BYOM: Harness the Power of Generative AI in the Enterprise (Part I)

By Lars Hegenberg | Trace3 Innovation

With the rapid proliferation of Generative AI (Gen AI) and an increasingly confusing market landscape filled with “Copilots”, organizations are looking for ways to level up control and governance over the usage of Gen AI and the data that is being shared with these tools. This has shifted the focus towards safer deployment options that reduce dependencies and avoid data being shared with third parties, while maximizing performance for custom business use cases. Enter: “Bring Your Own Model (BYOM)”, an approach where organizations deploy a dedicated instance of a large language model in their own environment. This two-part blog will delve into the technical life cycle of BYOM –from pre-deployment to post-deployment, including strategic choices that need to be made along the way, such as data and model types, infrastructure, security, and version control.

Generative AI – Strategic Asset or Liability?

Following the quick advancements in Gen AI, there are new large language models (LLMs), applications, and services launched every single day. Never before has AI been so easily accessible to anyone and never before has it had such wide applicability. And while Gen AI can make the lives of many employees a lot easier, organizations are scrambling to get a grip on the usage of Gen AI tools to tackle the data security & privacy concerns that come with this usage.

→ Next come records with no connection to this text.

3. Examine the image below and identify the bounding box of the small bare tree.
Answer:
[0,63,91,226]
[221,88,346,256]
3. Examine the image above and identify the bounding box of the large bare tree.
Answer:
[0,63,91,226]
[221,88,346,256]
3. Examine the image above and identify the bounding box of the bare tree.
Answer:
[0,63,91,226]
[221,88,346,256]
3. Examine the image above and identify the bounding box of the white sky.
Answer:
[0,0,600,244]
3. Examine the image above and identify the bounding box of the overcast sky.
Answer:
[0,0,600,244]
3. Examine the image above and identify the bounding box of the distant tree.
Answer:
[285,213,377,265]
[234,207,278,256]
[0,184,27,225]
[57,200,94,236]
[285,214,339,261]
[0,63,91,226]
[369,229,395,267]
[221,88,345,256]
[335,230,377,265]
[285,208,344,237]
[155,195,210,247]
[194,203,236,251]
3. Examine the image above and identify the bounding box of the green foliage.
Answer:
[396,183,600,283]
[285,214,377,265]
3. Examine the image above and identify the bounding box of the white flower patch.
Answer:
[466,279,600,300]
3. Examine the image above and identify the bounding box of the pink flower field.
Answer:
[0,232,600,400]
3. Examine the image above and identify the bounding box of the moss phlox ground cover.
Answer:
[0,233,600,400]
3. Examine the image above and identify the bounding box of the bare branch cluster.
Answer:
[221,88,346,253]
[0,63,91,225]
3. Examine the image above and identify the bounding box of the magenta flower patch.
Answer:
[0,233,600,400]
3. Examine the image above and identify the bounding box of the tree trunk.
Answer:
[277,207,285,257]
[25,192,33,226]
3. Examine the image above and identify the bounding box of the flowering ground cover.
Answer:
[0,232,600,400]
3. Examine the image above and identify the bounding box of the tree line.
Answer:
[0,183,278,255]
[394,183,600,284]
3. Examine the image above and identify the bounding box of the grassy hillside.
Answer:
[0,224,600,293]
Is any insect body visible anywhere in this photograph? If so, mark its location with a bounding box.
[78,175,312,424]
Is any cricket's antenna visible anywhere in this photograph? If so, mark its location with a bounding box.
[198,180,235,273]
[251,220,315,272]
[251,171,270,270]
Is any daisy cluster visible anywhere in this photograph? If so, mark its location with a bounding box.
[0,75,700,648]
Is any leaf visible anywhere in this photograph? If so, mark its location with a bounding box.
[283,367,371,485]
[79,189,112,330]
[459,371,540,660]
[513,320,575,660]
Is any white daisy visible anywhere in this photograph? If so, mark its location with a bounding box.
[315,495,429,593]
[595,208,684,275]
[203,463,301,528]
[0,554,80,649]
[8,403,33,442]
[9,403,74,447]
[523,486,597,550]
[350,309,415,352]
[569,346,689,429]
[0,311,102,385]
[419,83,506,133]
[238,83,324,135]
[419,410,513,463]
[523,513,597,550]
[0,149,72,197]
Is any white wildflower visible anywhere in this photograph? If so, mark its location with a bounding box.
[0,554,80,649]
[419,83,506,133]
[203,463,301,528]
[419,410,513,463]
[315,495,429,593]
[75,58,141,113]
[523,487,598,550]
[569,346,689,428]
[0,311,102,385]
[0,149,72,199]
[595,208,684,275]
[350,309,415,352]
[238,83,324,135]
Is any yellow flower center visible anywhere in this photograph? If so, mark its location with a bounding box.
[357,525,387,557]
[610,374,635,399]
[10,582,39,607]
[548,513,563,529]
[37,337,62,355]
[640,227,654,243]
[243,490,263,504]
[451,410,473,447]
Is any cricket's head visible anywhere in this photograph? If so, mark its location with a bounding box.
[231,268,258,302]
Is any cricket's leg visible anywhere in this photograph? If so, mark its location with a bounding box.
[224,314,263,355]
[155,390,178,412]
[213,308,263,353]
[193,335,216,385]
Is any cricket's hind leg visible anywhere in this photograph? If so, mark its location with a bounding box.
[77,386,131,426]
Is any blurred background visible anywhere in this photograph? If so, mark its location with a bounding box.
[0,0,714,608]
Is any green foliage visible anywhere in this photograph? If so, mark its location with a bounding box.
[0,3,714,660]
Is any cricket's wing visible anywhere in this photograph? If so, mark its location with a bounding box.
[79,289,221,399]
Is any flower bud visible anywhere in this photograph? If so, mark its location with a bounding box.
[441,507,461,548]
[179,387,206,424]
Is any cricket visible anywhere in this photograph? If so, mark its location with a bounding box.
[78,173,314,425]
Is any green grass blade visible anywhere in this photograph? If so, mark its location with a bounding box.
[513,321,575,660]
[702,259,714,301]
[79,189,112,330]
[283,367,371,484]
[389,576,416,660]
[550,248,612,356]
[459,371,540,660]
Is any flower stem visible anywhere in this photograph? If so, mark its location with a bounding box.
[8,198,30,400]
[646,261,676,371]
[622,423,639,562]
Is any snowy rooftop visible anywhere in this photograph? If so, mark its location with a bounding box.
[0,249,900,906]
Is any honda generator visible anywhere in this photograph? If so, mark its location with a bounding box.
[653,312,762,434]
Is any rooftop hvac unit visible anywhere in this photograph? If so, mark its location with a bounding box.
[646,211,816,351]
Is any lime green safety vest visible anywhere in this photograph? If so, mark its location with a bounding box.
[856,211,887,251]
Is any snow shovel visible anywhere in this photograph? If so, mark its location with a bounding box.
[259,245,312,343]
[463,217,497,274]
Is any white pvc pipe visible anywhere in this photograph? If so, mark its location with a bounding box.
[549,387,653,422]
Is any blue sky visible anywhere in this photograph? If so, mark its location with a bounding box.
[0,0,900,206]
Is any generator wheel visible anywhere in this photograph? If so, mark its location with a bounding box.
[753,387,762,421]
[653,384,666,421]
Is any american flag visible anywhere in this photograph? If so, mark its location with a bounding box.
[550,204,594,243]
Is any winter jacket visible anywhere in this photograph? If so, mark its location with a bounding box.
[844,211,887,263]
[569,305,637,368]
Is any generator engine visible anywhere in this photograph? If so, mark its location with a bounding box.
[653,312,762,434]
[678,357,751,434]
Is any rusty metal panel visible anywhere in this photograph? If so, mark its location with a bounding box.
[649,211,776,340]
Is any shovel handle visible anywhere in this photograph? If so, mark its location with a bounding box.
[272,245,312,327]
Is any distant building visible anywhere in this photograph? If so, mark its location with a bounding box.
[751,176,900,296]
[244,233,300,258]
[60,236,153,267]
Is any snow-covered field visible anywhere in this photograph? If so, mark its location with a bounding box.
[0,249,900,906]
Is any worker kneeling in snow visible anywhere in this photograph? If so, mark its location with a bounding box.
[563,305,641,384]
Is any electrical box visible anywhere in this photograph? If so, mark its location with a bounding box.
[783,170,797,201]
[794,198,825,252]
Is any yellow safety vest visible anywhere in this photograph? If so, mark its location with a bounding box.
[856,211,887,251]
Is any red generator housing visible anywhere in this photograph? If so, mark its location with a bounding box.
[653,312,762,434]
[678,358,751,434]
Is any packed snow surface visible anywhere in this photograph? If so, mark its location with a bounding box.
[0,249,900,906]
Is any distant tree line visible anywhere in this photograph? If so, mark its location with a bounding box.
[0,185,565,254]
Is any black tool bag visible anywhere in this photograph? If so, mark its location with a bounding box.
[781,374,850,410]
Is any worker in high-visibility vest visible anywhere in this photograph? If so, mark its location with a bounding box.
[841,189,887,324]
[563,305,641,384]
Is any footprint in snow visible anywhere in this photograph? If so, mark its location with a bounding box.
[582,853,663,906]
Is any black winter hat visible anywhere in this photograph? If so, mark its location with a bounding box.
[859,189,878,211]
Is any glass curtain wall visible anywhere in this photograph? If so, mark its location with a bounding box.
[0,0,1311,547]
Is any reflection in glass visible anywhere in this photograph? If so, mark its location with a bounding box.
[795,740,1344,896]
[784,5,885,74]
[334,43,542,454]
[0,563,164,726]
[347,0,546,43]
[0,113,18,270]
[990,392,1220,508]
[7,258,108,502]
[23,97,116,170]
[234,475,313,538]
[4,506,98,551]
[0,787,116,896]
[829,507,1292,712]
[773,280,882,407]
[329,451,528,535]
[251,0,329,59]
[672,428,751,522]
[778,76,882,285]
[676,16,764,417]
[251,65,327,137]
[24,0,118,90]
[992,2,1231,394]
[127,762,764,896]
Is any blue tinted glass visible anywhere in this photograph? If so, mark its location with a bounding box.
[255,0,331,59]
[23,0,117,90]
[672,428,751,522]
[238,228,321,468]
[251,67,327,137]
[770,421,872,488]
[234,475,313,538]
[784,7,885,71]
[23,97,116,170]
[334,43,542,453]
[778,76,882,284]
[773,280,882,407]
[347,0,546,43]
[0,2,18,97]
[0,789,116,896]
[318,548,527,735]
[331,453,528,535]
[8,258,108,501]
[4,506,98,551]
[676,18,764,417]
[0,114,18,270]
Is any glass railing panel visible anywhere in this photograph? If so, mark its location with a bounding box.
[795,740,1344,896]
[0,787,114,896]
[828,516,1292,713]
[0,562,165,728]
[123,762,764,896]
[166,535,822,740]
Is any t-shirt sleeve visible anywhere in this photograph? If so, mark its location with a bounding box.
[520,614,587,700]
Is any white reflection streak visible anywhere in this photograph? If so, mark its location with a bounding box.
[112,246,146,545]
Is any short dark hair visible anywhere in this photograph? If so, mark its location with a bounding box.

Gen AI features are now built into most applications to support enterprise functions such as software engineering, sales, customer support, marketing, etc. Yet, the most common way of interacting with the technology is still via chat interfaces such as OpenAI’s ChatGPT– and there are some innate problems that come with accessing tools like these without any security controls in place. Relying on cloud-based services to deploy and conduct inference with these models requires organizations to transfer their data to third-party centralized model providers. This can lead to data exposure, data breaches, and unauthorized access. One of many relevant examples is the Samsung incident of 2023, where engineers input confidential source code and meeting notes into ChatGPT, which reportedly caused three distinct data leaks in one month. Stories like these have led organizations to seek alternative ways to deploy LLMs to capitalize on Gen AI capabilities all the while protecting the confidentiality of sensitive data.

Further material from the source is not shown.